8. Tell me about a tough software development problem and how you solved it.
This is a good opportunity for a developer candidate to dig deep into a software development problem they have faced, and how they solved it, said Patrick Circelli, recruiting manager at tech staffing firm Mondo.
“Show how your collaboration helped make the project successful, because all of software development involves teams,” Circelli said. “Most organizations are looking to see if you are a good fit for their team, and if you can write great code. Also talk about timing, ROI, and where you had the most influence in on solving the problem.”
9. Can you describe the development methodology that you’re familiar with?
Hiring managers are looking to understand how a job candidate would fit into their organization’s work environment and process, Halpin said. For example, if a candidate comes from an agile background, it will likely be easier for them to adapt to a waterfall or hybrid development methodology.
“If a candidate hasn’t had experience with a specific methodology and is interviewing for a position that uses agile or waterfall, it won’t necessarily be a deal-breaker, but the candidate should be able to overcome that objection and explain how they will familiarize themselves with the methodology required,” Halpin said. “There are meetups, certifications and books that can help tech professionals learn these.”
10. Tell me about a time you had a conflict with another employee.

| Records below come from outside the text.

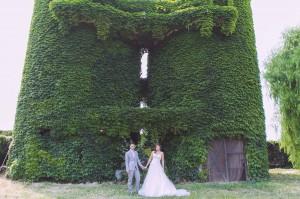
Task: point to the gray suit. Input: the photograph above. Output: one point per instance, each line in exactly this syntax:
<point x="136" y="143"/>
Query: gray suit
<point x="132" y="162"/>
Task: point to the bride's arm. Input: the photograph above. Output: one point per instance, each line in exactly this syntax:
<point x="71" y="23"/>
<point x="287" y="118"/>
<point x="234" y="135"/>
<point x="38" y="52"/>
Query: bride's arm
<point x="149" y="159"/>
<point x="163" y="160"/>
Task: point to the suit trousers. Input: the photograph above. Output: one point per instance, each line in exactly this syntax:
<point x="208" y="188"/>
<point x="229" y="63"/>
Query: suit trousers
<point x="136" y="174"/>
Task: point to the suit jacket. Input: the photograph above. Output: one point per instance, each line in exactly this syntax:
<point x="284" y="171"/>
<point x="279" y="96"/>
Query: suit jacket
<point x="132" y="161"/>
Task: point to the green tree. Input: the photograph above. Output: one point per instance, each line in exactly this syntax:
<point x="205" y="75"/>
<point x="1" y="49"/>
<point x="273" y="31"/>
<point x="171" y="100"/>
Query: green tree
<point x="283" y="74"/>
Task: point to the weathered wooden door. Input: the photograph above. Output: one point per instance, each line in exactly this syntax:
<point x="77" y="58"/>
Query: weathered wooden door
<point x="226" y="161"/>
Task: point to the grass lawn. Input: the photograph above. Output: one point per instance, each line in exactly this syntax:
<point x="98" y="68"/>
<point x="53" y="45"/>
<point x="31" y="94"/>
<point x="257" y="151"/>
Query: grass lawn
<point x="284" y="183"/>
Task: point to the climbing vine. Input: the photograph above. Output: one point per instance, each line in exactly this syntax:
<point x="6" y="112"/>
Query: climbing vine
<point x="138" y="23"/>
<point x="80" y="95"/>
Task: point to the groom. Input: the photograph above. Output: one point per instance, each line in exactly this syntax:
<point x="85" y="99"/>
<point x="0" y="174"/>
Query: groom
<point x="132" y="162"/>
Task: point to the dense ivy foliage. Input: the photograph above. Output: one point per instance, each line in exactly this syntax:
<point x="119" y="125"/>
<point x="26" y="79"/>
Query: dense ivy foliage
<point x="80" y="95"/>
<point x="150" y="20"/>
<point x="277" y="157"/>
<point x="283" y="75"/>
<point x="4" y="144"/>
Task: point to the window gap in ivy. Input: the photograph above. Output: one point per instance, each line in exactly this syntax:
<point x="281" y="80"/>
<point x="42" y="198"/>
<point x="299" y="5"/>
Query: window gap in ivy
<point x="144" y="77"/>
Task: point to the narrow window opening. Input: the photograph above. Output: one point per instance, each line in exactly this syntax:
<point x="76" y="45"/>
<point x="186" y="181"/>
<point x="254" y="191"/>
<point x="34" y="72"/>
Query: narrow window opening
<point x="144" y="77"/>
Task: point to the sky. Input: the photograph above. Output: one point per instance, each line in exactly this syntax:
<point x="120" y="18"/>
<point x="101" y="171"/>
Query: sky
<point x="271" y="19"/>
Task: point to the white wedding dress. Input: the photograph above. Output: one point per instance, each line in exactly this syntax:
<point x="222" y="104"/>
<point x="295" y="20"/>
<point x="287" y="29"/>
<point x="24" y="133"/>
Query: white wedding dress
<point x="157" y="184"/>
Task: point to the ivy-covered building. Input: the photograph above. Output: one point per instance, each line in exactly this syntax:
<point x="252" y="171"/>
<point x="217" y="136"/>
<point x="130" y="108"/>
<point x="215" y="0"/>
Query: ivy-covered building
<point x="81" y="89"/>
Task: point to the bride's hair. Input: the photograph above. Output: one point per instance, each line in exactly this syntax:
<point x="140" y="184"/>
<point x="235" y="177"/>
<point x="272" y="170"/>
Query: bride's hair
<point x="156" y="146"/>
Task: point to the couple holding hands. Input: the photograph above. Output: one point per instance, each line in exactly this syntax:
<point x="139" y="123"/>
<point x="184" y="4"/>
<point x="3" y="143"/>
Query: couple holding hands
<point x="156" y="183"/>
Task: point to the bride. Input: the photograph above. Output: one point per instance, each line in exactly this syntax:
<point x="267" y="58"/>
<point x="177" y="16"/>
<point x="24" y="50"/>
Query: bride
<point x="156" y="183"/>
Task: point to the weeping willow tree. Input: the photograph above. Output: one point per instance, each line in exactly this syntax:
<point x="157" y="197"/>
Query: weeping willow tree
<point x="283" y="74"/>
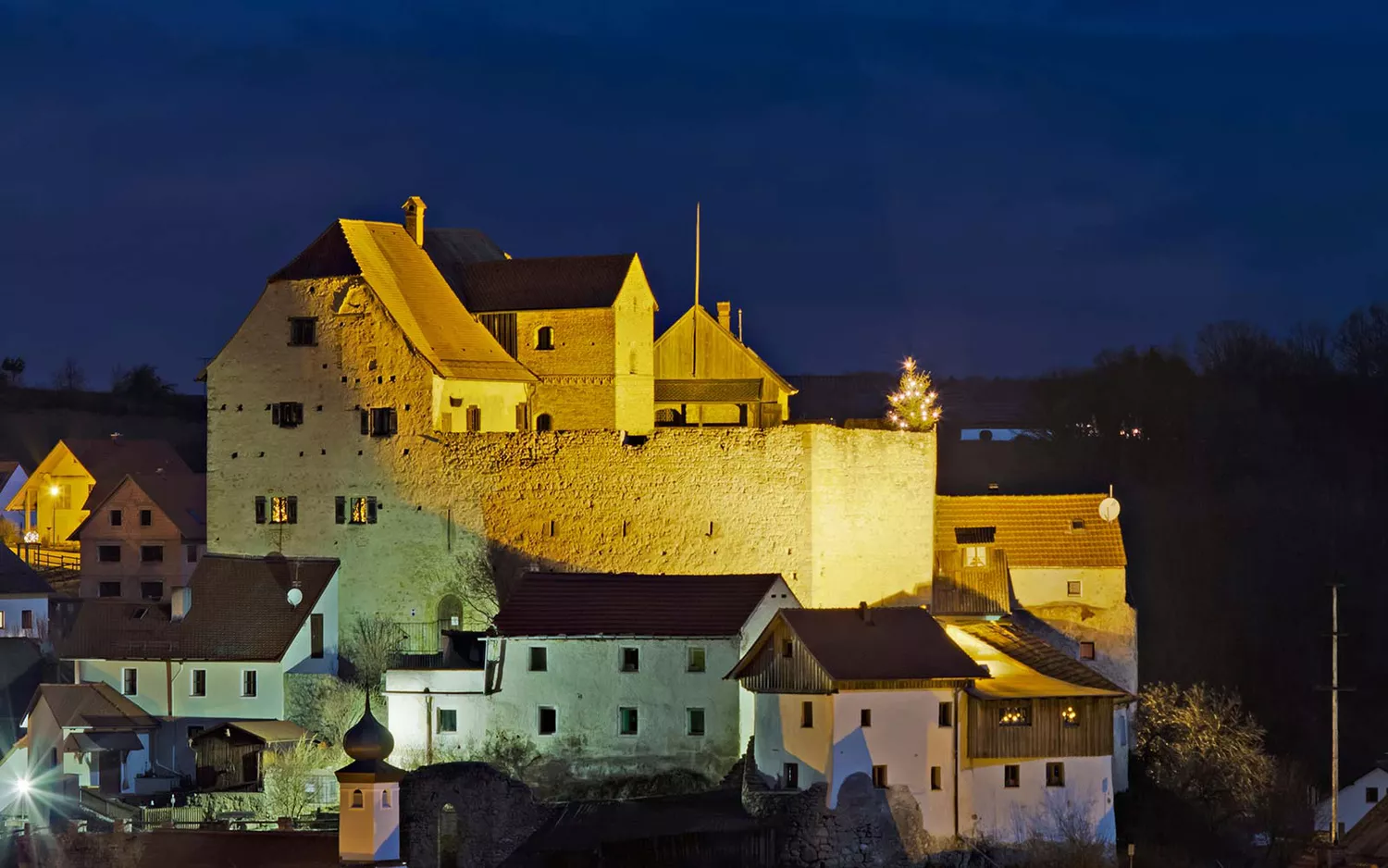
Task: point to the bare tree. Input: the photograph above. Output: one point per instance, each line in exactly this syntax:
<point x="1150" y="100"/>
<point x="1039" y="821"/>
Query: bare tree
<point x="69" y="377"/>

Software development positions could be team-based or individual, depending on the organization, Halpin said. If it is a team-based work environment, the interviewer will likely want to understand how the candidate works with others, and their interpersonal skills, he added.
“To answer this question, candidates should describe a specific situation that happened and explain their thought process and approach in coming up with the solution to the conflict,” Halpin said.
11. How is/was the QA process handled at your company?
Developers at one organization may have a broader scope of responsibilities than those at another, Halpin said. For example, a smaller startup may not have a separate group responsible for testing or fixing bugs in code, and will be seeking a candidate with a thorough understanding of the QA process.
12. What is your process to test and find bugs in an application?
“Every candidate will have his/her own process and favorite debugging tools,” Circelli said. “Highlight how much you are invested in writing great code, and that you make sure debugging is part of the process.”
13. What do you know about object-oriented programming and object relational mapping?
With a question like this, a developer job candidate should be honest about their previous roles and projects, and how they contributed to each, Circelli said.
“If you didn’t have a hands-on role with designing the architecture of a product, let the interviewer know that and instead talk about what experience you have with object-oriented programming, or object-relational mapping, and in what parts of the projects you contributed,” he added. “Great programmers organize code well, so it’s important to highlight how you logically organized code around a certain parameter. Also highlight how you develop code that can be easily maintained and documented.”
14. What obstacles have you run into in a software development project, and how did you deal with them?
It’s okay for a developer candidate to admit that they have faced obstacles and experienced failures in development projects, Circelli said. “What is most important is to stress what you learned from failures,” he added.
15. What are your career aspirations?
This is a chance for a developer job candidate to be honest and reflect on what they are looking for in their career, Halpin said; there is no right or wrong way to answer.
“If a candidate wants to move into management, but the organization they’re interviewing at is looking for someone to be an individual contributor and isn’t focused on developing someone into management, it’s better to know that early on instead of waiting to find that out after starting a job,” Halpin said. “Some companies may be looking for someone that wants to move into management and be a team player and others want someone who will come in, put their head down and work independently.”